Andrés, ejidatario de toda la vida, había visto la muerte, pero esta era diferente. Era deliberada y siniestra. “No toques nada más,” ordenó David. “Esto es trabajo para la policía.”
La Evidencia de los Nudos: Un Caso de Desaparición se Convierte en Homicidio
El contacto con la Fiscalía General del Estado de Chiapas puso en marcha una investigación de homicidio. El detective Michael Thornton (ahora Comandante Miguel Torres), un veterano de crímenes mayores, se hizo cargo. La escena era compleja, ubicada en un lugar secundario: la víctima había sido asesinada en otro sitio y transportada allí, posiblemente utilizando una lona vieja encontrada bajo la bolsa de dormir.
La identificación de los restos fue un proceso metódico. Los análisis de la ropa —pantalones cargo, un chaleco azul sintético— y el cotejo de registros dentales y de ADN confirmaron que el cuerpo era el de Elena Rivas. El pequeño tatuaje del quetzal en la muñeca izquierda, aunque descolorido, fue la confirmación más desgarradora.
La autopsia, realizada por la Dra. Sofía Cisneros en Tuxtla Gutiérrez, arrojó la clave del crimen. No se encontraron signos de trauma directo. La causa del fallecimiento fue hipotermia severa debido a la exposición prolongada en la altura. Pero la Dra. Cisneros notó el detalle crucial de la cuerda: “El examen de la cuerda indica que fue atada con nudos de escalada, como el ‘doble pescador’ y el ‘mariposa alpina’, que requieren experiencia. La persona en el interior no tenía ninguna posibilidad de liberarse”. La conclusión fue rotunda: Elena Rivas había sido confinada deliberadamente en condiciones donde una muerte lenta por frío era inevitable. El caso pasó de persona desaparecida a homicidio calificado.

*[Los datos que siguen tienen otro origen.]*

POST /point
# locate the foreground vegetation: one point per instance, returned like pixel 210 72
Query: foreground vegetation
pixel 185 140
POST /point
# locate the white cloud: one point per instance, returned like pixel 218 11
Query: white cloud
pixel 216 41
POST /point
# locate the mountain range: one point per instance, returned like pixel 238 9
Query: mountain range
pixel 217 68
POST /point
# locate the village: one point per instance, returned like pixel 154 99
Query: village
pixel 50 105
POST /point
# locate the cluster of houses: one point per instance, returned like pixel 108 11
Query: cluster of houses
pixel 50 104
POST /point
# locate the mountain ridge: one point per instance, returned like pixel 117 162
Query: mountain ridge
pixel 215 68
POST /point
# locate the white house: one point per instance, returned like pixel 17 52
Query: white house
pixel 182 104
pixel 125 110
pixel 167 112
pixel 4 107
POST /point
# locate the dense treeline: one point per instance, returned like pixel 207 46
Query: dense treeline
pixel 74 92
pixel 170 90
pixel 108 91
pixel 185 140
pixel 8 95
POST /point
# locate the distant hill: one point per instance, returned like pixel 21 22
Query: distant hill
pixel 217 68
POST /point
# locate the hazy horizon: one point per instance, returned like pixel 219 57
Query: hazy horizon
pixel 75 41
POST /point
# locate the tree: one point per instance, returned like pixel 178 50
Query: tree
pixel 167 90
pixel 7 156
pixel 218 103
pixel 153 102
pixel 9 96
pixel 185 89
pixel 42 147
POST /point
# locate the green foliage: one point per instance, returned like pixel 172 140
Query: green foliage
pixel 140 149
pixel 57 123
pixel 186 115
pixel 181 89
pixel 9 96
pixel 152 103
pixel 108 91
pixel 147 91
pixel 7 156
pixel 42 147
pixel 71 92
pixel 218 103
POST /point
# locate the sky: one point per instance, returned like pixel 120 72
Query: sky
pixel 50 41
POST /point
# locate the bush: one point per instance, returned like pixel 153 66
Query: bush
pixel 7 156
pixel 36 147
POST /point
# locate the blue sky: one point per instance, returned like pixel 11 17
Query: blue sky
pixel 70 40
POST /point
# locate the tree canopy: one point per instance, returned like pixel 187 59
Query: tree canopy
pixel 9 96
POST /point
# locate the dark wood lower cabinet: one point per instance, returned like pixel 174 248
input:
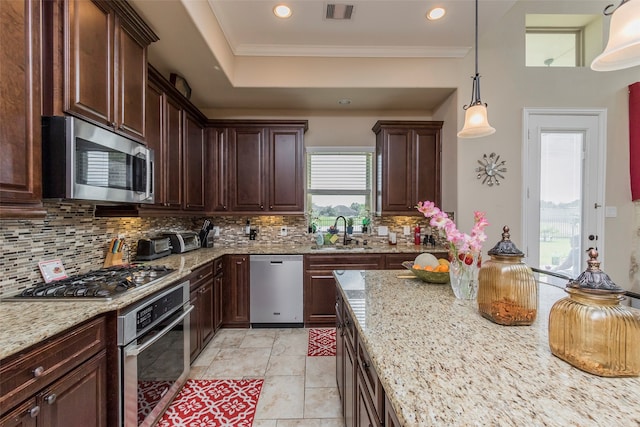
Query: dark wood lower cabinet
pixel 235 293
pixel 60 383
pixel 319 284
pixel 202 316
pixel 78 399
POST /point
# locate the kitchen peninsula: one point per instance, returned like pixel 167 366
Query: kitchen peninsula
pixel 440 363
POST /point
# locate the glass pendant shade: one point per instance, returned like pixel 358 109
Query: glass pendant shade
pixel 623 47
pixel 476 123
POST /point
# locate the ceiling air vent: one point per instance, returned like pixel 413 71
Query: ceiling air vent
pixel 339 11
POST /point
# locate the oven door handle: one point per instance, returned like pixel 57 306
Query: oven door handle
pixel 135 351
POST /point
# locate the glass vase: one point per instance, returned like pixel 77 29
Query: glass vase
pixel 464 279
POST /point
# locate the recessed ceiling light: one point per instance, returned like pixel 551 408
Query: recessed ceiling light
pixel 436 13
pixel 282 11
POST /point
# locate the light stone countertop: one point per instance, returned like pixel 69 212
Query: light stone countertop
pixel 442 364
pixel 26 323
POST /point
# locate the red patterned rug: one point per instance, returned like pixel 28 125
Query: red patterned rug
pixel 214 403
pixel 322 342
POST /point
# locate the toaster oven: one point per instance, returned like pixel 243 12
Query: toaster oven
pixel 153 248
pixel 183 241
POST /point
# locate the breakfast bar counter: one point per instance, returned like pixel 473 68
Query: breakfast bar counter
pixel 442 364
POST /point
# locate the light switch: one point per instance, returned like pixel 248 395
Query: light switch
pixel 610 211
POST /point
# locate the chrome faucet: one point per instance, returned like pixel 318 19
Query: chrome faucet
pixel 335 224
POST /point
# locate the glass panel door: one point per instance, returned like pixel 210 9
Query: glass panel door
pixel 561 171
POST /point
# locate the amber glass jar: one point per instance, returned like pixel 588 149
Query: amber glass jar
pixel 507 290
pixel 591 330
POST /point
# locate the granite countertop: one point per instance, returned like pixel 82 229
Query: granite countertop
pixel 25 323
pixel 442 364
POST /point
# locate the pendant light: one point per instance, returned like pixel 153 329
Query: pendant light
pixel 623 47
pixel 476 123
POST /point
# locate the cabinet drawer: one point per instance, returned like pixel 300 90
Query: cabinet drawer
pixel 23 375
pixel 371 381
pixel 200 276
pixel 344 262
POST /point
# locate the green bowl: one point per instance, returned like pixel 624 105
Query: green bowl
pixel 427 276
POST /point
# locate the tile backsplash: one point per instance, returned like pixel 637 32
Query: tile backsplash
pixel 70 232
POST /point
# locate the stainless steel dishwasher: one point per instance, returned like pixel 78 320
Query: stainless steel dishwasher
pixel 276 291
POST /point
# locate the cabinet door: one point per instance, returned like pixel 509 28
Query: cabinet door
pixel 194 161
pixel 286 166
pixel 78 398
pixel 90 61
pixel 218 284
pixel 195 344
pixel 426 166
pixel 24 415
pixel 365 414
pixel 155 139
pixel 20 109
pixel 349 386
pixel 247 169
pixel 395 194
pixel 218 166
pixel 319 298
pixel 339 346
pixel 173 149
pixel 131 83
pixel 207 313
pixel 236 292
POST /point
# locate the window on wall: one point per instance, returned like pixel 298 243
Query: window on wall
pixel 339 182
pixel 554 47
pixel 562 40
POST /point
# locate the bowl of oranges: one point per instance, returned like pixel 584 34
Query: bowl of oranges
pixel 429 269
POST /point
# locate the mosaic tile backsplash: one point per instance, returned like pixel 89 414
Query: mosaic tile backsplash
pixel 70 232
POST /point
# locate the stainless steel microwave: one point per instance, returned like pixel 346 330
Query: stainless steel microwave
pixel 83 161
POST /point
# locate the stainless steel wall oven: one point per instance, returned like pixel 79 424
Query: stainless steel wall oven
pixel 153 341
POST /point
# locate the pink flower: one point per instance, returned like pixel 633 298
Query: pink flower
pixel 461 243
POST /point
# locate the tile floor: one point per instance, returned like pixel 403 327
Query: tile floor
pixel 298 391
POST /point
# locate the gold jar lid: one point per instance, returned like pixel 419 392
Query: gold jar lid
pixel 594 280
pixel 506 247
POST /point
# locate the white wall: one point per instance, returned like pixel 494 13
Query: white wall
pixel 508 87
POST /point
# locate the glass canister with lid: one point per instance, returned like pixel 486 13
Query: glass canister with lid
pixel 507 290
pixel 591 330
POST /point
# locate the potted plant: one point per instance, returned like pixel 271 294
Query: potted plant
pixel 350 225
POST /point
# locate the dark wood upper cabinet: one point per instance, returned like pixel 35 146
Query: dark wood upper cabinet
pixel 408 165
pixel 259 166
pixel 173 161
pixel 286 170
pixel 194 162
pixel 247 169
pixel 20 110
pixel 105 71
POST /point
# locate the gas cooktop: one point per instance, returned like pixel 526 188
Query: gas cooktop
pixel 103 284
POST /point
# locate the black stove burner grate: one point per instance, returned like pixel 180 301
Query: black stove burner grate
pixel 102 284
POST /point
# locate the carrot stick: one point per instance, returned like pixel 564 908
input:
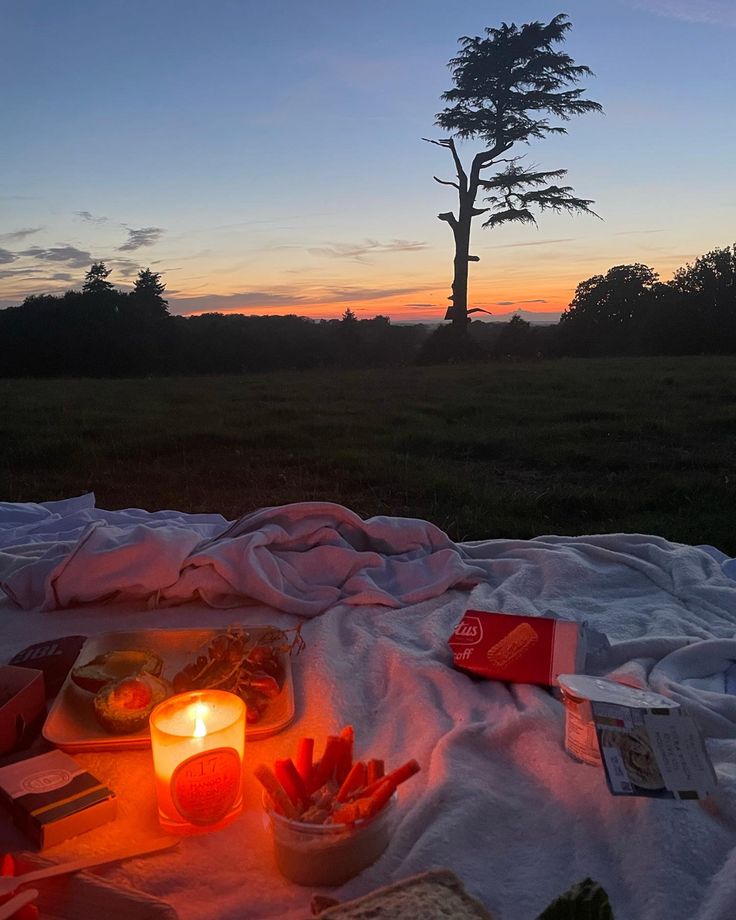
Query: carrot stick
pixel 325 770
pixel 374 770
pixel 345 761
pixel 397 776
pixel 374 803
pixel 353 781
pixel 280 800
pixel 304 752
pixel 293 784
pixel 365 807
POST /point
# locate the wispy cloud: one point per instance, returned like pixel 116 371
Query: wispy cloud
pixel 146 236
pixel 126 267
pixel 75 258
pixel 568 239
pixel 510 303
pixel 709 12
pixel 19 234
pixel 286 298
pixel 90 218
pixel 339 295
pixel 359 251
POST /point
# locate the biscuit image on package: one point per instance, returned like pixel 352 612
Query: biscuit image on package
pixel 514 644
pixel 637 755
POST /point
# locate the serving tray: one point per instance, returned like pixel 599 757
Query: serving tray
pixel 71 724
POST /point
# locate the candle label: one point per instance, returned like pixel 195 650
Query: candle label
pixel 205 787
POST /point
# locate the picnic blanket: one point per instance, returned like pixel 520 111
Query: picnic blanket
pixel 497 800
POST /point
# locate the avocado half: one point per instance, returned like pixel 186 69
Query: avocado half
pixel 112 666
pixel 123 707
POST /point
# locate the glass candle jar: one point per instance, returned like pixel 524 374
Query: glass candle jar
pixel 197 742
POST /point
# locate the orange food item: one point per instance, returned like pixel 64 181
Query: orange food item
pixel 335 789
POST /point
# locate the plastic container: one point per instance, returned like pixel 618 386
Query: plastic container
pixel 327 855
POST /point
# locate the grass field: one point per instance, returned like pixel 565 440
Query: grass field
pixel 512 450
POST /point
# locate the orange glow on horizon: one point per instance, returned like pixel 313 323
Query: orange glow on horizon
pixel 425 306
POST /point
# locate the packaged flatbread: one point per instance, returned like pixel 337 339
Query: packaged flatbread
pixel 648 744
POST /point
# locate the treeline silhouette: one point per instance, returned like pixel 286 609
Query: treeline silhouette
pixel 100 331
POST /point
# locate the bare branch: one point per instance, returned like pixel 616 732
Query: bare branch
pixel 445 182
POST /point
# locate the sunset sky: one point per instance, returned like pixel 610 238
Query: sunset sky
pixel 267 157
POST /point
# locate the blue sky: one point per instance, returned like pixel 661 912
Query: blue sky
pixel 267 157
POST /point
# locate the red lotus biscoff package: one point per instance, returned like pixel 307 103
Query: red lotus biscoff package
pixel 516 648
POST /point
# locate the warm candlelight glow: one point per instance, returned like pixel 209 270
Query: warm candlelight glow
pixel 197 742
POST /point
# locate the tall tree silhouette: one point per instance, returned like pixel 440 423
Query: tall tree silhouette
pixel 95 281
pixel 148 293
pixel 506 86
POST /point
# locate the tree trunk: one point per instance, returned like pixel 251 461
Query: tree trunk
pixel 461 232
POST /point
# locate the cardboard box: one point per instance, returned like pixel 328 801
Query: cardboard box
pixel 51 798
pixel 22 702
pixel 517 648
pixel 54 657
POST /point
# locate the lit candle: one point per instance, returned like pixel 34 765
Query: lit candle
pixel 197 741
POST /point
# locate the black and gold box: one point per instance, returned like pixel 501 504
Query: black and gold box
pixel 51 797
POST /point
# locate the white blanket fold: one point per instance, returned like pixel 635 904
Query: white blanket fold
pixel 302 558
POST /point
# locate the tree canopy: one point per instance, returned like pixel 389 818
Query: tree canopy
pixel 507 87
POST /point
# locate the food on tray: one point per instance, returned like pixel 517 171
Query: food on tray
pixel 124 706
pixel 111 666
pixel 250 665
pixel 434 895
pixel 331 818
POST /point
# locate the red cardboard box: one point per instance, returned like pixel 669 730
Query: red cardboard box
pixel 22 701
pixel 517 648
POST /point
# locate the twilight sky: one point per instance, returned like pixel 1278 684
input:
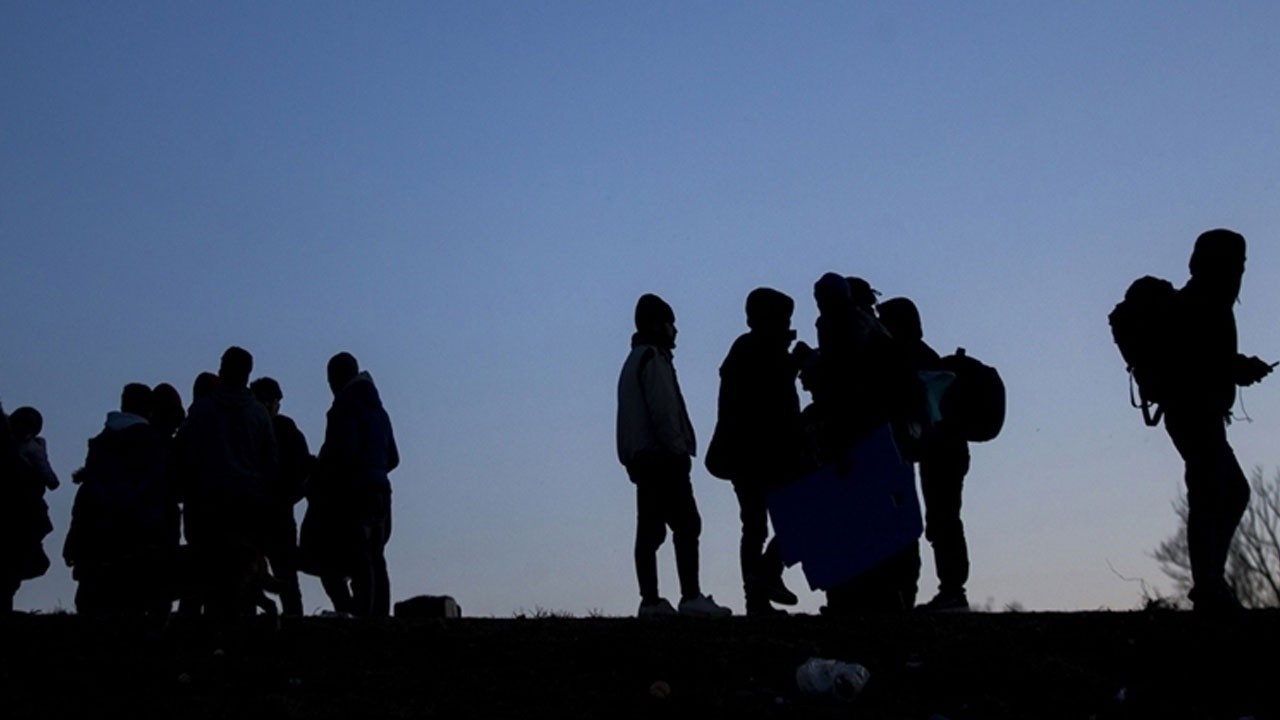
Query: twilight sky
pixel 470 197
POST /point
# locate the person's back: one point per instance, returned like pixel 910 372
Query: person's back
pixel 359 446
pixel 122 540
pixel 229 463
pixel 1207 368
pixel 348 519
pixel 23 519
pixel 26 424
pixel 944 463
pixel 656 443
pixel 229 459
pixel 758 437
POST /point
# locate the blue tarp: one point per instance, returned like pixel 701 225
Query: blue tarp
pixel 840 525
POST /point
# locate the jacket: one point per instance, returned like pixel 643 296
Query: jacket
pixel 652 414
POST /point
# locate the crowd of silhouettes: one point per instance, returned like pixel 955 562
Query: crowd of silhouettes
pixel 223 475
pixel 865 373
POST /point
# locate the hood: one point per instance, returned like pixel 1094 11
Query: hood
pixel 117 420
pixel 361 388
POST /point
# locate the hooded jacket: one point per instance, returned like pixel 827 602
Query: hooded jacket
pixel 228 452
pixel 652 415
pixel 758 419
pixel 359 447
pixel 124 501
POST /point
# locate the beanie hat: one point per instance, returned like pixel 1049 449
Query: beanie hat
pixel 901 318
pixel 1216 247
pixel 766 306
pixel 652 311
pixel 862 292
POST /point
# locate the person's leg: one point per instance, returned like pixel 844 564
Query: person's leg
pixel 282 555
pixel 382 580
pixel 942 483
pixel 686 527
pixel 1232 499
pixel 755 528
pixel 650 533
pixel 1194 438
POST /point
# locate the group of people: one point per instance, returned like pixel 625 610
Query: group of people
pixel 863 376
pixel 868 372
pixel 224 475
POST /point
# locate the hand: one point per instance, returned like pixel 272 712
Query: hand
pixel 1252 369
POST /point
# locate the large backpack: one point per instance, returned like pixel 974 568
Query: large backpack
pixel 1142 328
pixel 974 402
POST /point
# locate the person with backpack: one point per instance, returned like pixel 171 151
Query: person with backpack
pixel 228 459
pixel 348 518
pixel 23 519
pixel 296 465
pixel 757 440
pixel 1205 369
pixel 942 456
pixel 656 445
pixel 122 540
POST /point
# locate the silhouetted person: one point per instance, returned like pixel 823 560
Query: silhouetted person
pixel 202 387
pixel 122 540
pixel 167 410
pixel 23 519
pixel 656 445
pixel 26 423
pixel 758 428
pixel 1208 368
pixel 229 461
pixel 348 518
pixel 944 461
pixel 296 461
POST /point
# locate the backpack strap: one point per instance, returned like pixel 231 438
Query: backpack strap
pixel 1150 418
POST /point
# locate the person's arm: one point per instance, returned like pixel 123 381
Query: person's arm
pixel 1251 369
pixel 662 399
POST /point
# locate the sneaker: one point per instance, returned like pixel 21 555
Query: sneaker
pixel 657 609
pixel 703 606
pixel 946 602
pixel 780 593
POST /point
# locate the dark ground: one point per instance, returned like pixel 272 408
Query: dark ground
pixel 922 666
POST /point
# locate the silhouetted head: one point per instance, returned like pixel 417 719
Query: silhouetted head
pixel 901 318
pixel 136 400
pixel 862 294
pixel 167 410
pixel 342 369
pixel 268 392
pixel 768 309
pixel 204 386
pixel 656 320
pixel 26 422
pixel 1217 261
pixel 831 294
pixel 236 367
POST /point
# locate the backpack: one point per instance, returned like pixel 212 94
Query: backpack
pixel 974 402
pixel 1142 328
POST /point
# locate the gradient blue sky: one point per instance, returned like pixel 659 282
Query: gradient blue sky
pixel 470 196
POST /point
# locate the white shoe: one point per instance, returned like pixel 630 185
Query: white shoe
pixel 657 609
pixel 703 606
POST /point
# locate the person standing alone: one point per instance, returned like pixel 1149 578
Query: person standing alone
pixel 656 445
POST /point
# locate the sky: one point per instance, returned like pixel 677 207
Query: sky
pixel 471 196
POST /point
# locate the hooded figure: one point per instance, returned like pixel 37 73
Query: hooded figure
pixel 656 443
pixel 758 438
pixel 348 519
pixel 23 519
pixel 1207 370
pixel 122 540
pixel 228 458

El criminal, un individuo con experiencia en montañismo o trabajos forestales, había planeado meticulosamente su acto.
El Perfil del Vigilante: Venganza y un Patrón Oscuro
La investigación se transformó en una caza. Los detectives se centraron en el perfil del criminal: alguien con conocimiento profesional de nudos, familiarizado con la selva y que, por algún motivo retorcido, había deseado una muerte lenta y controlada para su víctima.
La mención de un testigo en Jaltenango que vio a Elena hablando con “un hombre con ropa de camuflaje desgastada” y la conexión con un caso sin resolver de 2008 en Oaxaca, donde otro explorador, Miguel Hernández, murió de hipotermia en circunstancias extrañas y también con equipo desaparecido, sugirieron un patrón. Los perfiles de la Fiscalía apuntaron a un hombre entre 30 y 50 años, un local, guía, o campesino con profundo conocimiento de la zona, que buscaba poder y control, motivado por una venganza ritualista.
La clave del misterio se desveló al investigar el caso de Oaxaca. Un informe de entrevista a un testigo mencionó a un tal “Tomás del Monte” (el Woodsy Tom original), un hombre solitario conocido por sus trabajos esporádicos en la Sierra y su profundo conocimiento de la naturaleza. Este hombre fue identificado como Tomás Grajales, de 41 años, un antiguo leñador con antecedentes menores.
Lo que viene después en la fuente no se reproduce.